Another book from a scientist reflecting back on a lifetime chasing answers to intriguing questions. It's pretty good.
The scientist in this case is Kevin Laland. He begins nicely, with the quoted poetic final paragraph from Darwin's The Origin of Species, where an "entangled bank" is contemplated, rife with plants, bugs, worms, singing birdies, etc. All this produced via the "war of nature", natural selection. Darwin, it's evident, took a bit of (justifiable) pride in describing how all that wonderousness could have come to be.
When Laland looks out his window, he sees the biological stuff too, but in addition sees all the artifacts of humanity that signify how different we are from the birdies and bugs: massive buildings, electric poles, hospitals, cars, the Internet, and Major League Baseball. Well, he doesn't see that last bit, he's British. But still… you have to ask the Darwinesque question: how did all that come about? He's spent a lifetime working on the answers.

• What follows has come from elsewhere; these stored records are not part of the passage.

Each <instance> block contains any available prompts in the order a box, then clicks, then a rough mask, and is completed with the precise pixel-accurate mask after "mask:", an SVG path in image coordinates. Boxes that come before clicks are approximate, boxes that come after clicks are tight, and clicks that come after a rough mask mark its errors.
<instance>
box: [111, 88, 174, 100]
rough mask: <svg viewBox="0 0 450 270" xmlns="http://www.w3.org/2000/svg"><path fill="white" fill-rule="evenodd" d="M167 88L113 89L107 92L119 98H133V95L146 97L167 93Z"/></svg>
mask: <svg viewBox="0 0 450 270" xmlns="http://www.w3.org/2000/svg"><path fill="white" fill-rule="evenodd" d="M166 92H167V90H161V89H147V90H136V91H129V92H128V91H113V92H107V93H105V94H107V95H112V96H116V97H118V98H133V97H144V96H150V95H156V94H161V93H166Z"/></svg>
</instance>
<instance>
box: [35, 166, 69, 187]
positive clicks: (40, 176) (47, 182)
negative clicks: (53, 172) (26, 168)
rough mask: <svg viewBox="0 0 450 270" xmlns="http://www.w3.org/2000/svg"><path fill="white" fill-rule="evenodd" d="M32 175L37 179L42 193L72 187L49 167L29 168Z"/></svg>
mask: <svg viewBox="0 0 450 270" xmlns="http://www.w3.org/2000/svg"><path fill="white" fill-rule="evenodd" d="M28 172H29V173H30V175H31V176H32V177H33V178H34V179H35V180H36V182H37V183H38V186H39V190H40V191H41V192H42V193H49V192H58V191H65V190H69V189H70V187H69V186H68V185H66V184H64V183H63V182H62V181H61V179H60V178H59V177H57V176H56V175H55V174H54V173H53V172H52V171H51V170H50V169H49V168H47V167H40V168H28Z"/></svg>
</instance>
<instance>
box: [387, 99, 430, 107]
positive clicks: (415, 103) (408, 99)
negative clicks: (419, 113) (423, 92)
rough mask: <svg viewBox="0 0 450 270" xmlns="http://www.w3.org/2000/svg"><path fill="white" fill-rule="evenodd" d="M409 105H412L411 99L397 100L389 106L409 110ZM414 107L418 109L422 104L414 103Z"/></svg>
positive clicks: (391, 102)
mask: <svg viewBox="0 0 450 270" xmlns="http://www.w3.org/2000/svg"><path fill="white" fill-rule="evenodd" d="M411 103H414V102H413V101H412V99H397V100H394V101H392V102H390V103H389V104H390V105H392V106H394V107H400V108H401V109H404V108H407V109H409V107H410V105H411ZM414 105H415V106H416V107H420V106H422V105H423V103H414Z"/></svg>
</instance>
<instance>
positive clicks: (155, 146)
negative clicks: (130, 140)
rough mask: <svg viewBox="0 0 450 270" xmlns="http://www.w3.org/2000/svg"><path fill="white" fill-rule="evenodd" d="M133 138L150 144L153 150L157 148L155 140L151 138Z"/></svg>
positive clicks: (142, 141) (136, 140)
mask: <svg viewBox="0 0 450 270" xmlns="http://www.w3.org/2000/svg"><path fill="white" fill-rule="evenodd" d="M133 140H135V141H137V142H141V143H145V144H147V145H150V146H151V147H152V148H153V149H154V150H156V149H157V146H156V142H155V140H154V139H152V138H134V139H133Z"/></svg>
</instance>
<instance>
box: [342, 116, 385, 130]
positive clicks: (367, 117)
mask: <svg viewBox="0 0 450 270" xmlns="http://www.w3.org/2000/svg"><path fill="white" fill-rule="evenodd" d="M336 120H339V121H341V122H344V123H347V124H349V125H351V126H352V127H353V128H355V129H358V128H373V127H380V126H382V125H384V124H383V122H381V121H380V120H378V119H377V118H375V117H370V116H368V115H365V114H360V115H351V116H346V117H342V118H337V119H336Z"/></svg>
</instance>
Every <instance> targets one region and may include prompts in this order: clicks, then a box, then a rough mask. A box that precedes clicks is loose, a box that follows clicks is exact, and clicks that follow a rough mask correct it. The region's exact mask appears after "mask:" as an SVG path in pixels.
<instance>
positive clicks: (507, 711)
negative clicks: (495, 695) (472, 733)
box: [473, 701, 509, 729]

Which aren't all in yet, but there's been a lot of progress made toward them, and Laland and his research teams have done their part.
Laland major theme is the examination of how cultures evolve, often in concert with corresponding biological evolution. (Called, naturally enough, "coevolution".) Humans aren't the only species where that happens. There's a fascinating diversion into the social learning talents of the threespine stickleback, a fish that was shown to learn by observing the feeding behavior of its peers. (A closely related species, the ninespine stickleback, is relatively stupid at this task.)
Via a combination of good storytelling and rigorous science, Laland shows how humans took a number of traits present in the animal kingdom and more or less turned them up to eleven. In addition, humans were able to take advantage of teaching, which is relatively rare in other animals. And teaching is made much more efficacious when combined with our talent for language (completely absent in other animals).
My only quibble is that Laland seems to avoid what I think of as Deirdre McCloskey territory: he doesn't attempt to explain the hockey-stick increase in economic prosperity in a mere eyeblink of evolutionary time.
[He does, however, go into an area where I haven't seen others go: the evolution of artistic expression, concentrating on dance. Didn't see that coming.]